Do voto do Min. André Mendonça, destaco os seguintes fundamentos, que adoto como razão de decidir:
3. Assim, conforme constou da decisão ora impugnada, a autora, ora agravante, requereu a redução da sua carga horária de 40 (quarenta) para 20 (vinte) horas semanais com a manutenção da respectiva remuneração, o que veio a ser deferido com base no art. 98, §§ 2º e 3º, da Lei federal nº 8.112, de 1990, tendo em vista o que decidido pelo Supremo Tribunal no julgamento do Tema RG nº 1.097 (e-doc. 128).
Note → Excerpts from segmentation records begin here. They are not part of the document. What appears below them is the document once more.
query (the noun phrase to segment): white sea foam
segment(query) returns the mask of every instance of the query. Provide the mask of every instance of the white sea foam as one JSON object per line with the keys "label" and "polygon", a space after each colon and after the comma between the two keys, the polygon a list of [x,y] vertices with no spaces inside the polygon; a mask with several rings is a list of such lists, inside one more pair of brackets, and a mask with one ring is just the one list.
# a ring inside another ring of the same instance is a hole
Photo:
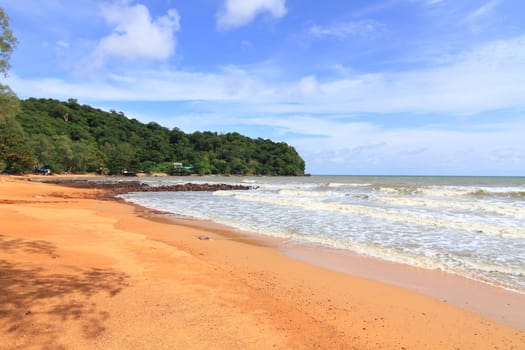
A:
{"label": "white sea foam", "polygon": [[289,200],[285,198],[276,198],[270,196],[260,196],[255,194],[240,194],[233,193],[233,197],[245,201],[261,202],[268,204],[276,204],[282,206],[300,207],[307,210],[330,210],[349,212],[357,215],[366,215],[378,219],[386,219],[392,221],[400,221],[404,223],[426,225],[426,226],[440,226],[450,229],[475,231],[483,234],[508,235],[512,237],[525,237],[525,228],[500,226],[488,223],[476,222],[461,222],[445,219],[437,219],[431,217],[417,216],[409,213],[393,212],[381,208],[368,207],[363,205],[342,204],[336,202],[312,202]]}
{"label": "white sea foam", "polygon": [[299,190],[280,190],[280,195],[290,197],[330,197],[333,193],[324,191],[299,191]]}
{"label": "white sea foam", "polygon": [[413,197],[387,197],[377,196],[375,200],[386,204],[403,205],[411,207],[434,207],[434,208],[456,208],[461,210],[483,210],[486,212],[493,212],[500,215],[515,216],[525,219],[525,207],[512,206],[503,203],[487,203],[487,202],[473,202],[473,201],[450,201],[430,198],[413,198]]}
{"label": "white sea foam", "polygon": [[[165,184],[188,178],[152,180]],[[441,269],[525,294],[525,179],[198,180],[250,183],[258,189],[126,198],[244,231]]]}

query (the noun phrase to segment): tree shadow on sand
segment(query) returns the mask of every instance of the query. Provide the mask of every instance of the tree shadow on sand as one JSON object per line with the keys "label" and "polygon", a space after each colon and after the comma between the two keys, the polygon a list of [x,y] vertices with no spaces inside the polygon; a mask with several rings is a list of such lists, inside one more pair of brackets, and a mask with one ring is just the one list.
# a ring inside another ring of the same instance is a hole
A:
{"label": "tree shadow on sand", "polygon": [[58,257],[54,244],[44,240],[29,241],[21,238],[10,239],[5,235],[0,235],[0,252],[16,253],[24,251],[30,254],[45,254]]}
{"label": "tree shadow on sand", "polygon": [[[56,247],[50,242],[0,235],[0,252],[17,251],[57,256]],[[39,343],[50,341],[58,345],[57,325],[68,322],[79,327],[86,339],[96,338],[104,332],[110,315],[97,307],[92,297],[114,297],[127,285],[128,275],[112,269],[53,274],[34,265],[0,259],[0,333],[12,339],[30,337]]]}

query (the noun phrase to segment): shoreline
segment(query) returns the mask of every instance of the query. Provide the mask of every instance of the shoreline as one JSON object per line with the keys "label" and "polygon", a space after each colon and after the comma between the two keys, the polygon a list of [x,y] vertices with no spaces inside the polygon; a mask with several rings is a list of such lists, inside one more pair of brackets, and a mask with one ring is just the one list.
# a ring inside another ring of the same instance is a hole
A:
{"label": "shoreline", "polygon": [[409,289],[199,240],[203,228],[94,194],[0,178],[0,348],[525,345],[523,330]]}
{"label": "shoreline", "polygon": [[[142,215],[152,221],[171,225],[198,228],[255,246],[269,247],[283,256],[349,276],[406,288],[417,293],[474,312],[492,321],[525,330],[525,295],[469,279],[442,270],[430,270],[417,266],[390,262],[352,251],[289,242],[285,239],[259,233],[240,231],[211,221],[180,218],[170,213],[151,211],[131,202],[125,202],[144,210]],[[144,209],[142,209],[144,208]],[[487,303],[490,300],[490,303]]]}

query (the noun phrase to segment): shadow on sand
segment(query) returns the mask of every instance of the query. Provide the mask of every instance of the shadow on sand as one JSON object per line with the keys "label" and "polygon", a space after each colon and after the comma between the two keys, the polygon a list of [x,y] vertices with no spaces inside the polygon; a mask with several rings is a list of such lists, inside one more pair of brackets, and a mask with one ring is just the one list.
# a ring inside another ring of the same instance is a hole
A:
{"label": "shadow on sand", "polygon": [[[0,235],[0,253],[17,252],[58,257],[50,242]],[[7,333],[11,339],[31,338],[60,347],[55,338],[63,322],[79,327],[87,339],[96,338],[104,332],[110,315],[97,307],[92,296],[102,293],[111,298],[128,285],[128,276],[112,269],[50,273],[49,269],[10,260],[0,259],[0,333]]]}

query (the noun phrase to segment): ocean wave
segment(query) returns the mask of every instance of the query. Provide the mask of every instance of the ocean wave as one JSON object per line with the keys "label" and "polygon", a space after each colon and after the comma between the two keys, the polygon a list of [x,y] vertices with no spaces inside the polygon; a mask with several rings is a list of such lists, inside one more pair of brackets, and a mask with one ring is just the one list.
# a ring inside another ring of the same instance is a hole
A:
{"label": "ocean wave", "polygon": [[368,183],[342,183],[342,182],[329,182],[325,185],[329,188],[340,188],[340,187],[370,187],[372,184]]}
{"label": "ocean wave", "polygon": [[482,210],[504,216],[514,216],[525,218],[525,207],[512,206],[502,203],[486,202],[458,202],[451,200],[429,199],[429,198],[408,198],[408,197],[391,197],[377,196],[375,200],[385,204],[412,206],[412,207],[433,207],[433,208],[455,208],[466,211]]}
{"label": "ocean wave", "polygon": [[292,197],[330,197],[333,193],[326,191],[300,191],[300,190],[280,190],[280,195]]}
{"label": "ocean wave", "polygon": [[428,187],[417,191],[431,197],[503,197],[525,199],[523,187]]}
{"label": "ocean wave", "polygon": [[476,232],[477,234],[492,234],[503,235],[510,237],[525,237],[525,229],[514,226],[500,226],[488,223],[477,222],[461,222],[446,219],[431,218],[425,216],[418,216],[409,213],[392,212],[382,208],[374,208],[356,204],[343,204],[335,202],[314,202],[304,200],[290,200],[285,198],[277,198],[273,196],[260,196],[250,194],[232,193],[236,199],[262,202],[268,204],[300,207],[307,210],[330,210],[338,212],[347,212],[356,215],[365,215],[369,217],[385,219],[390,221],[403,222],[407,224],[442,227],[448,229],[464,230]]}

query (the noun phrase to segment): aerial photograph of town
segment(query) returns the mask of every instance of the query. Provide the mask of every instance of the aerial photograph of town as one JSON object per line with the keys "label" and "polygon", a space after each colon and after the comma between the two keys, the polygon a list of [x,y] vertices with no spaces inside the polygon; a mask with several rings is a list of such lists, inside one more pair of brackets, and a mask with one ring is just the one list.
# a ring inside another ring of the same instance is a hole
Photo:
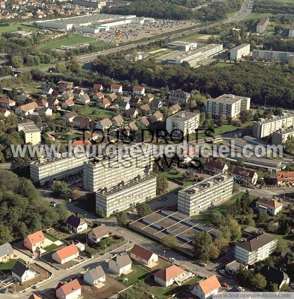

Porém, a jurisprudência desta Corte, por diversas vezes, já se pronunciou sobre a impossibilidade de criação de um regime jurídico híbrido a partir da mesclagem de regimes distintos, o que faz com que o acórdão do Tribunal de origem, no ponto, contrarie a jurisprudência deste STF.
4. Assim, conforme consta da decisão impugnada, mostra-se necessário reconhecer que a redução da jornada de trabalho com a manutenção da remuneração integral em face do disposto na Lei federal nº 8.112, de 1990, com a preservação dos auxílios estabelecidos na Lei Complementar municipal nº 266, de 2008, acabou por gerar um regime jurídico híbrido, violando, assim, o princípio da legalidade e a competência legislativa municipal (arts. 30, inc. I, e 37, caput, da Constituição da República).
No entanto, tal como no precedente, a servidora fica dispensada de restituir os valores dos benefícios financeiros já recebidos, haja vista a sua boa-fé.
Assim, forte no art. 932, III e VIII, do CPC c/c art. 132, XIV, XV e XVI, do RITJ/SC:
a) conheço em parte do recurso e, nesta extensão, dou-lhe parcial provimento para autorizar a retirada dos benefícios previstos no art. 102 da LCM n. 266/2008, dispensada a restituição dos valores já recebidos pela servidora;
b) conheço e nego provimento ao reexame necessário.
Publique-se. Intimem-se.
assinado por VILSON FONTANA, Desembargador, na forma do artigo 1º, inciso III, da Lei 11.419, de 19 de dezembro de 2006. A conferência da autenticidade do documento está disponível no endereço eletrônico https://2g.tjsc.jus.br//verifica.php, mediante o preenchimento do código verificador 7168691v51 e do código CRC 5500c5e6.
Informações adicionais da assinatura:
Signatário (a): VILSON FONTANA
Data e Hora: 12/12/2025, às 17:53:54
5021164-02.2025.8.24.0038 7168691 .V51
Conferência de autenticidade emitida em 26/01/2026 02:22:56.